Este es el único peligro, porque el afán de maximizar hasta el límite las inversiones puede llevar al colapso: las toneladas de datos que proporciona el entorno digital son el gran aliado y el mayor enemigo de las decisiones empresariales. Instintivamente tendemos a saltar sobre los datos y emborracharnos de ellos, lo que nos puede hacer perder la perspectiva y no discernir lo que es importante de lo que no lo es. Lo más relevante de la medición es hacerse las preguntas adecuadas antes siquiera de haber mirado los datos. Hay que invertir más tiempo en el planteamiento de las preguntas y en el levantamiento de hipótesis, y solamente después hay que asomarse al abismo de los datos. Nuestro trabajo no debe ser revolcarnos en los datos, sino transformarlos en métricas, las métricas en KPI y las KPI en acciones.

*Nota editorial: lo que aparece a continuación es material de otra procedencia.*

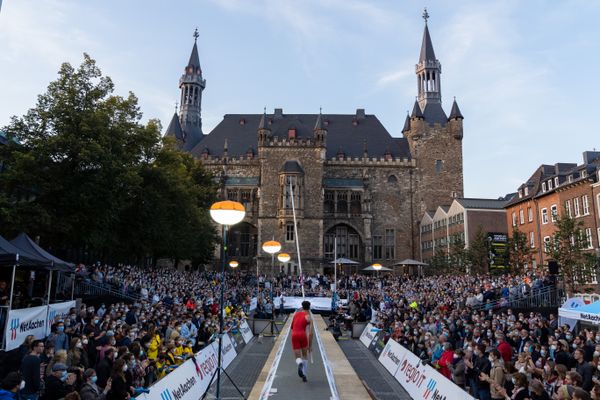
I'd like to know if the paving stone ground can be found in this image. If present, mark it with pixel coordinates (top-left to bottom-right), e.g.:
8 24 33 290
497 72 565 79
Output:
338 338 412 400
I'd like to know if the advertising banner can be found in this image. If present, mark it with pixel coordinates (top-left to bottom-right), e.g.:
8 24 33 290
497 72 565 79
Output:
137 346 218 400
392 339 474 400
46 300 77 335
211 335 237 368
240 321 254 344
4 306 48 351
379 339 403 375
360 323 378 347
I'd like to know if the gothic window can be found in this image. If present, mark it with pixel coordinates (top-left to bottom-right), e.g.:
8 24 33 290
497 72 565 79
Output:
337 192 348 214
323 190 335 214
240 189 252 212
350 192 362 215
385 229 396 260
285 222 295 242
373 235 383 260
281 175 301 212
227 189 238 201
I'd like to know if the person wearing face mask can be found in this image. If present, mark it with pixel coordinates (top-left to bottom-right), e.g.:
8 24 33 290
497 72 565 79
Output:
48 322 69 351
41 363 77 400
79 368 111 400
0 372 25 400
106 358 131 400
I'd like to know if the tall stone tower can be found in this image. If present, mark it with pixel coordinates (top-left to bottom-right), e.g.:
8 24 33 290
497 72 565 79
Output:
402 10 463 215
179 29 206 151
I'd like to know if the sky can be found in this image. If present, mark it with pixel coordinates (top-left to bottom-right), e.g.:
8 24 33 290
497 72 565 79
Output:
0 0 600 198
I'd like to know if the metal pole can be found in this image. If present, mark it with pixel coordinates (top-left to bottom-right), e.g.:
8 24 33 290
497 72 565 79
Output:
48 270 53 305
217 225 227 400
290 179 305 298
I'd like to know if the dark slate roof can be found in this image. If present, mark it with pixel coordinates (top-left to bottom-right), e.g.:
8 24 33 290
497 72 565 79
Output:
187 41 200 69
281 161 304 174
456 198 506 210
165 113 184 140
192 114 411 159
410 100 423 118
402 114 410 133
423 102 448 126
419 24 436 62
448 99 465 119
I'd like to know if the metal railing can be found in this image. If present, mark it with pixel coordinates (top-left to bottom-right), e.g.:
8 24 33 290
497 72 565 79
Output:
473 285 563 310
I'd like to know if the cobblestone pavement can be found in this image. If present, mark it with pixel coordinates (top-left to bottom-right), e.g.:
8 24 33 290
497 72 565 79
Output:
338 338 411 400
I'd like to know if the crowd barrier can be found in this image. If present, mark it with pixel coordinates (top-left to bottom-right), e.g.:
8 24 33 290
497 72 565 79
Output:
360 323 474 400
136 321 254 400
4 300 76 351
250 296 348 311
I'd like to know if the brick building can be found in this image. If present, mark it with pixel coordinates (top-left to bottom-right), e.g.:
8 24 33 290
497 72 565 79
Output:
419 198 507 262
506 151 600 268
165 20 463 273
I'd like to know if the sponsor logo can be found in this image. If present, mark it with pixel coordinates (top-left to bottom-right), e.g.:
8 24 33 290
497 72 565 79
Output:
580 313 600 322
17 319 46 333
160 376 196 400
423 378 437 400
10 318 19 340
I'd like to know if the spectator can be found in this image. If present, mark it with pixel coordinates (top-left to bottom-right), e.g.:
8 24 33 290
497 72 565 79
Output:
42 363 77 400
79 368 111 400
0 372 25 400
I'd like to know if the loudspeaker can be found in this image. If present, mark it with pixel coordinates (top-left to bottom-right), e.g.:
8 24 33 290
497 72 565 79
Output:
548 260 558 275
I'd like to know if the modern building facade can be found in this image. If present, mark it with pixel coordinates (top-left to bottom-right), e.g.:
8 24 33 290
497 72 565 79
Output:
165 14 463 273
506 151 600 268
419 198 507 262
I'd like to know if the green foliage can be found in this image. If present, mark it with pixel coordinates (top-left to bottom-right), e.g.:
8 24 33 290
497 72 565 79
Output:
0 55 216 262
508 226 533 273
545 211 595 294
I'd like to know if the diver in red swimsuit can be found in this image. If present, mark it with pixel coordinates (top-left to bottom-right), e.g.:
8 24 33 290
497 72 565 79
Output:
292 301 313 382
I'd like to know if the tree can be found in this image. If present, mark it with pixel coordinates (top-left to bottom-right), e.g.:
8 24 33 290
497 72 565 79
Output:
0 54 214 262
468 225 490 273
545 210 595 295
508 226 533 272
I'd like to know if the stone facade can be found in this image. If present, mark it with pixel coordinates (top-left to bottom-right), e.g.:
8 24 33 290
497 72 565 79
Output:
166 18 463 273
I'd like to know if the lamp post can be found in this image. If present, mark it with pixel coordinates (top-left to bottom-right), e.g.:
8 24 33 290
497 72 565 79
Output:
210 200 246 400
256 240 281 279
277 253 291 276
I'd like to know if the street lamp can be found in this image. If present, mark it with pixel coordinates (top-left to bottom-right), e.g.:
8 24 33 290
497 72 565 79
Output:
277 253 291 276
209 200 246 400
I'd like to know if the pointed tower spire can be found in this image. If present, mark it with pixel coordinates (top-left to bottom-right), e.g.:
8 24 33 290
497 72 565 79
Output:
415 9 442 110
448 97 465 120
410 100 423 119
179 28 206 150
402 111 410 133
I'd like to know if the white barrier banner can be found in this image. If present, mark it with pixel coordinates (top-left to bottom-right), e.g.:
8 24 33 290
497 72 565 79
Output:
138 342 218 400
379 339 403 375
360 323 377 347
240 321 254 344
46 300 77 335
4 306 48 351
211 335 237 368
392 339 475 400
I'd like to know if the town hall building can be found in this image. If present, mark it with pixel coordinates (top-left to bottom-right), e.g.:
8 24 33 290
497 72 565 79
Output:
165 13 463 273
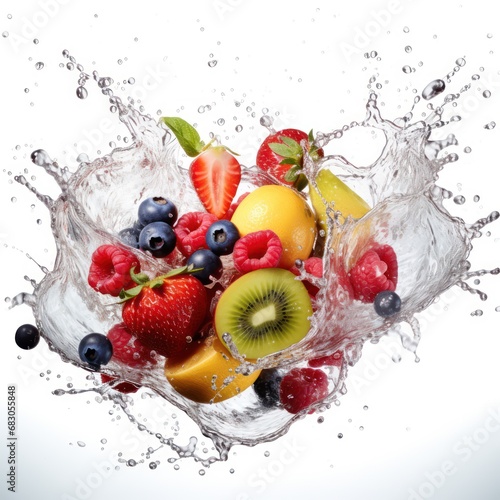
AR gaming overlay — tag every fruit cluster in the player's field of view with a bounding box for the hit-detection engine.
[17,118,401,413]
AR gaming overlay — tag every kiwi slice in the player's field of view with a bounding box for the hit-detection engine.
[215,268,312,359]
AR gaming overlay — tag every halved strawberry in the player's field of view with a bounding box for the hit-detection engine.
[189,146,241,219]
[256,128,324,190]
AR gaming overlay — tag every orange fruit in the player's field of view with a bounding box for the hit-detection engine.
[231,185,317,269]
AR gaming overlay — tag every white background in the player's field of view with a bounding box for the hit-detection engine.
[0,0,500,500]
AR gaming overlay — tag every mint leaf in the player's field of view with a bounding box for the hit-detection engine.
[161,116,205,158]
[269,142,296,158]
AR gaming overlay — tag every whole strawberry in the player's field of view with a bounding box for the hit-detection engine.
[121,268,208,358]
[162,117,241,219]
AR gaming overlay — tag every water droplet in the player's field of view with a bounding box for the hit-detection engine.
[76,85,89,99]
[422,80,446,101]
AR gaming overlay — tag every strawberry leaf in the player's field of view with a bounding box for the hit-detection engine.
[161,116,205,158]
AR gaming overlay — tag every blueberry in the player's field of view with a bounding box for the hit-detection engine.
[373,290,401,318]
[118,227,141,248]
[253,368,283,408]
[187,248,222,285]
[78,333,113,369]
[205,220,240,255]
[15,324,40,350]
[138,196,177,226]
[139,222,177,257]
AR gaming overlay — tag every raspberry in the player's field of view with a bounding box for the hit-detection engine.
[280,368,328,413]
[308,351,343,368]
[107,323,156,368]
[174,212,218,257]
[348,245,398,303]
[290,257,323,297]
[88,245,140,297]
[101,373,139,394]
[233,229,283,273]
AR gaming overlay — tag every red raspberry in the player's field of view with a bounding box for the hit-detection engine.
[290,257,323,297]
[280,368,328,413]
[308,351,343,368]
[88,245,141,297]
[107,323,156,368]
[101,373,140,394]
[348,245,398,303]
[174,212,218,257]
[233,229,283,273]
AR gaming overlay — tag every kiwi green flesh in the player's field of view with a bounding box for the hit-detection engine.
[215,268,312,359]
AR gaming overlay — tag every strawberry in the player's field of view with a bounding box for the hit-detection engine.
[162,117,241,219]
[121,267,208,357]
[348,245,398,303]
[87,245,140,297]
[280,368,328,413]
[189,146,241,218]
[256,128,323,190]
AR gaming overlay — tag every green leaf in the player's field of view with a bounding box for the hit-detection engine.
[120,285,144,302]
[161,116,205,158]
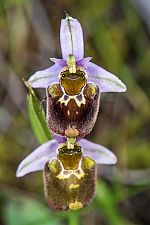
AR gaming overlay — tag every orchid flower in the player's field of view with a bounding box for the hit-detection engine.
[16,135,117,177]
[28,15,126,92]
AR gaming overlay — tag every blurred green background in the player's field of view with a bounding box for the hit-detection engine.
[0,0,150,225]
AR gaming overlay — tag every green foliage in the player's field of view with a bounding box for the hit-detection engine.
[26,82,51,144]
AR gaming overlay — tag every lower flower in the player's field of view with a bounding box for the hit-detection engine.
[16,136,117,210]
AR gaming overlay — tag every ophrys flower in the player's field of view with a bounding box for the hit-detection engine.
[16,137,117,210]
[28,15,126,137]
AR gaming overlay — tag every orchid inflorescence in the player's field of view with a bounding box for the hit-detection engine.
[17,15,126,210]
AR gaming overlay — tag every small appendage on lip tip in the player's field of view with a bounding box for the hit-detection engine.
[66,54,76,73]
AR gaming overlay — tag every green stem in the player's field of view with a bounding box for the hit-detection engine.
[68,212,79,225]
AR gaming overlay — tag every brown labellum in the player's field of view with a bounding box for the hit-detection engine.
[44,146,96,210]
[47,67,100,137]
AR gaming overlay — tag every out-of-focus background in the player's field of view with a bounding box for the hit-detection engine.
[0,0,150,225]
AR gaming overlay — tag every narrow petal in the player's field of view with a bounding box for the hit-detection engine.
[79,139,117,164]
[60,16,84,60]
[77,57,92,67]
[28,64,62,88]
[85,62,127,92]
[53,133,67,143]
[16,140,58,177]
[50,58,67,67]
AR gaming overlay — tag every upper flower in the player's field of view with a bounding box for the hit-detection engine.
[28,15,126,92]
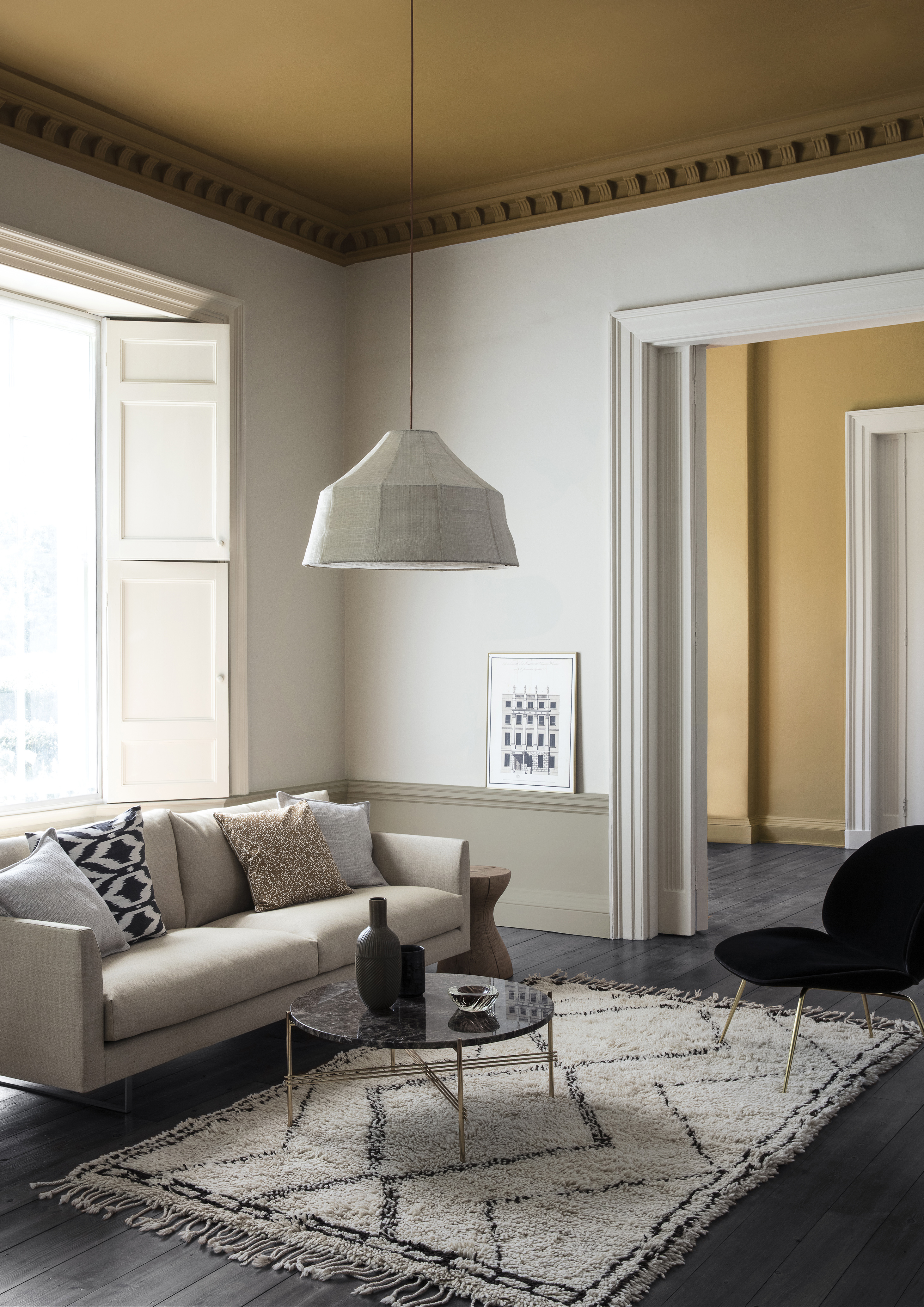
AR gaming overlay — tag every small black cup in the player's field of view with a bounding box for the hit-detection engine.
[401,944,426,998]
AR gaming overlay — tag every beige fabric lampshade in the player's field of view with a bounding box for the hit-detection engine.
[304,430,520,571]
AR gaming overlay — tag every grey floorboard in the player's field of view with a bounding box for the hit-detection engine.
[0,844,924,1307]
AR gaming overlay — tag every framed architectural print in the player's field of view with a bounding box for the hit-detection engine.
[487,654,578,795]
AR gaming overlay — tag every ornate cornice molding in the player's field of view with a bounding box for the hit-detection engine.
[0,71,924,265]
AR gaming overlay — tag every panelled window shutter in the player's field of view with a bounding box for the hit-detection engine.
[102,320,230,802]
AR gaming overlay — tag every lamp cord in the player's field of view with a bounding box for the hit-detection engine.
[410,0,414,430]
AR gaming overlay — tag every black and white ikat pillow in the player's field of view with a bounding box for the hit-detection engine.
[26,808,167,944]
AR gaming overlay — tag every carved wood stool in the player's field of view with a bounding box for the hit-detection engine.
[437,867,514,980]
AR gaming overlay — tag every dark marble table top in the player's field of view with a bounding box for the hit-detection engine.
[289,971,555,1048]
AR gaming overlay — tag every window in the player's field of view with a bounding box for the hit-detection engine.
[0,298,99,809]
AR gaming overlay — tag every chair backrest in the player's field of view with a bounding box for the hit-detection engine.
[822,826,924,980]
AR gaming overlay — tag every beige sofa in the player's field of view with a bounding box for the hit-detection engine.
[0,800,469,1093]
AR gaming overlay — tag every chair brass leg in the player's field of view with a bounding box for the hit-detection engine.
[719,980,748,1044]
[783,989,806,1094]
[549,1017,555,1098]
[456,1039,465,1162]
[285,1012,291,1125]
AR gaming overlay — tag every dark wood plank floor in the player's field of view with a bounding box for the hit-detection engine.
[0,844,924,1307]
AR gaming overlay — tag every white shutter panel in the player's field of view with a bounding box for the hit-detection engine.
[103,322,230,561]
[103,561,229,802]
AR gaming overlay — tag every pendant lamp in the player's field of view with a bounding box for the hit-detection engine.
[303,0,520,571]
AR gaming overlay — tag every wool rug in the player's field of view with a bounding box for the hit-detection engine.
[38,974,920,1307]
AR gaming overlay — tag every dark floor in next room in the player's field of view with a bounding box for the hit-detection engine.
[0,844,924,1307]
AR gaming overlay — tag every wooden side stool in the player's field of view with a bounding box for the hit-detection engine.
[437,867,514,980]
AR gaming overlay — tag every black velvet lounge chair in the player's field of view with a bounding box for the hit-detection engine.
[715,826,924,1094]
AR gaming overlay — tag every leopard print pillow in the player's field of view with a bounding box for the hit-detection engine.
[214,804,353,912]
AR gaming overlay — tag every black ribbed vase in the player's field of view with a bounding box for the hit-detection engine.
[356,898,401,1012]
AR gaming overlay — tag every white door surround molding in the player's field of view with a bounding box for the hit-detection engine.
[844,405,924,848]
[610,269,924,938]
[0,226,250,795]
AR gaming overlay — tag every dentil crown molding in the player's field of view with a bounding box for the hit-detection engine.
[0,69,924,265]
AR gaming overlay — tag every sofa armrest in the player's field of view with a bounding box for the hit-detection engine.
[372,831,472,953]
[0,916,106,1093]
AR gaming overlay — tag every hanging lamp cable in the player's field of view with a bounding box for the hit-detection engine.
[410,0,414,430]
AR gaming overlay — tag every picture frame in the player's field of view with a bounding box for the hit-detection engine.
[485,654,578,795]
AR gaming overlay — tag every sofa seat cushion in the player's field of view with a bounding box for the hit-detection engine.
[209,885,465,975]
[103,930,318,1039]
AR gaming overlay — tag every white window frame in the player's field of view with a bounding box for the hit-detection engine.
[0,226,250,813]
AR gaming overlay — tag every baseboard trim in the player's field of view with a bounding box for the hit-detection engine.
[346,780,609,817]
[706,817,754,844]
[751,816,844,848]
[494,885,610,940]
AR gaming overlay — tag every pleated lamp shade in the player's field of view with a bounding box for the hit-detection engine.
[304,430,520,571]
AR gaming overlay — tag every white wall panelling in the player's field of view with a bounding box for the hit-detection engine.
[103,561,229,802]
[844,402,924,848]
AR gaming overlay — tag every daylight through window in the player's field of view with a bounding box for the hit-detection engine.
[0,298,98,808]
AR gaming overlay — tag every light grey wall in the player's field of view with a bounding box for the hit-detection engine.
[0,146,344,791]
[345,157,924,929]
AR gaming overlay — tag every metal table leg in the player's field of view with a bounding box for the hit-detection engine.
[456,1039,465,1162]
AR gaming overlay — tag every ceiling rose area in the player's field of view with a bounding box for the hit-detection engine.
[0,0,924,218]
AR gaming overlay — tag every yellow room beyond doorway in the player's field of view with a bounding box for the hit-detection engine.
[706,323,924,846]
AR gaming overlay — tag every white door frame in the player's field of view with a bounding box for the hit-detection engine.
[844,404,923,848]
[0,217,250,795]
[609,269,924,940]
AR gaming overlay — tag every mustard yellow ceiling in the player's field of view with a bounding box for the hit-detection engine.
[0,0,924,213]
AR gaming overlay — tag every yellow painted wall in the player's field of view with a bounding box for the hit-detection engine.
[707,323,924,844]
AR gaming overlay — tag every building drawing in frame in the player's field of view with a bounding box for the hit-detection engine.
[487,654,578,793]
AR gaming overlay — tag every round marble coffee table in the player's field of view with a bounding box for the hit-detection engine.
[285,973,558,1162]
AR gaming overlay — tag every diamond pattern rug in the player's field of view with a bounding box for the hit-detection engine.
[32,976,920,1307]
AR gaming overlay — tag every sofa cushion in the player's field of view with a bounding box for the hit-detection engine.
[209,885,465,975]
[214,802,353,912]
[26,804,166,944]
[170,789,327,925]
[0,827,128,957]
[143,808,186,930]
[103,927,318,1039]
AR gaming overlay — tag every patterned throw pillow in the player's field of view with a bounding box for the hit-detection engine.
[213,804,353,912]
[26,808,167,944]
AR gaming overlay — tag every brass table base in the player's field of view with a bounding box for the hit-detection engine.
[284,1013,558,1162]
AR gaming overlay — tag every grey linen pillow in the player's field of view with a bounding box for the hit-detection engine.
[212,804,353,912]
[276,789,387,890]
[0,827,128,958]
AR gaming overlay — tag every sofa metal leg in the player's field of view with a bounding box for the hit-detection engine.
[783,989,808,1094]
[719,980,748,1044]
[0,1076,132,1116]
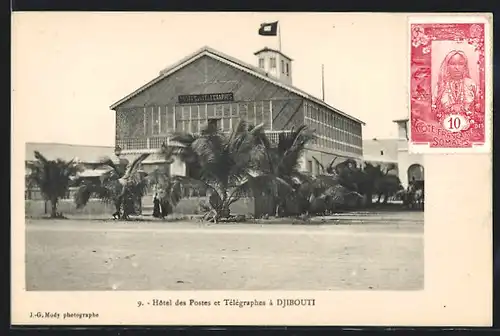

La respuesta está en el Big Data y en la estructura de análisis que construya la compañía. Es imprescindible medir, pero también elegir de forma adecuada los ratios que se analizan, para que estén preparados para la toma de decisiones en forma de cuadros de mando o alertas útiles para la gestión del negocio. El primer paso de este proceso es elegir de forma clara el objeto de la medición; partir de una inversión en un área de la compañía (por ejemplo, Márketing Digital) para analizar sus resultados (la conversión obtenida en ventas) y tomar decisiones para mejorar y maximizar los efectos de la estrategia: vender más con la inversión adecuada. El análisis de todos los pasos que dan nuestros clientes debe servir para tomar decisiones que permitan corregir nuestras acciones (con una visión de 360º que incluya parámetros múltiples, como canales, formatos, horarios, destinos...), determinar los segmentos que merecen mayor inversión, lograr un claro análisis de costes de captación globales y, sobre todo, tener agilidad en la toma de decisiones de corrección. Porque el enfoque de gestión según la medición debe estar acompañado por una estructura y unos procesos de trabajo que lo permitan.